The materialist decision to identify the real with matter is seen to retain a
structural isomorphy with the phenomenological decision to identify the real
with the phenomenon. Both decisions are shown to operate on the basis of a
methodological idealism:- materialism on account of its confusion of matter and
concept; phenomenology by virtue of its confusion of phenomenon and logos.
By dissolving the respectively ‘materiological’ and ‘phenomenological’
amphibolies which are the result of the failure to effect a rigorously
transcendental separation between matter and concept on the one hand, and
between phenomenon and logos on the other, non-materialist theory proposes to
mobilise the non-hybrid or non-decisional concepts of a ‘matter-withoutconcept’

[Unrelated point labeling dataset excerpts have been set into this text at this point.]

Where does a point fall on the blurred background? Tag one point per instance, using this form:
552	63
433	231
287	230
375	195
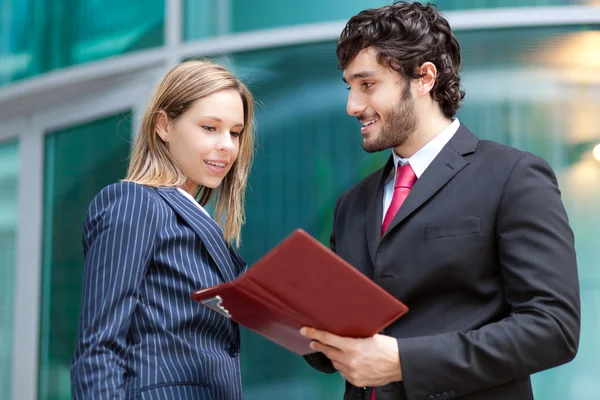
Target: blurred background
74	79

and of a ‘phenomenon-without-logos’ in order to effect a unified but
non-unitary theory of phenomenology and materialism. The result is a
materialisation of thinking that operates according to matter’s foreclosure to
decision. That is to say, a transcendental theory of the phenomenon, licensing
limitless phenomenological plasticity, unconstrained by the apparatus of eidetic
intuition or any horizon of apophantic disclosure;- but one which is
simultaneously a transcendental theory of matter, uncontaminated by the bounds
of empirical perception and free of all phenomenological circumscription.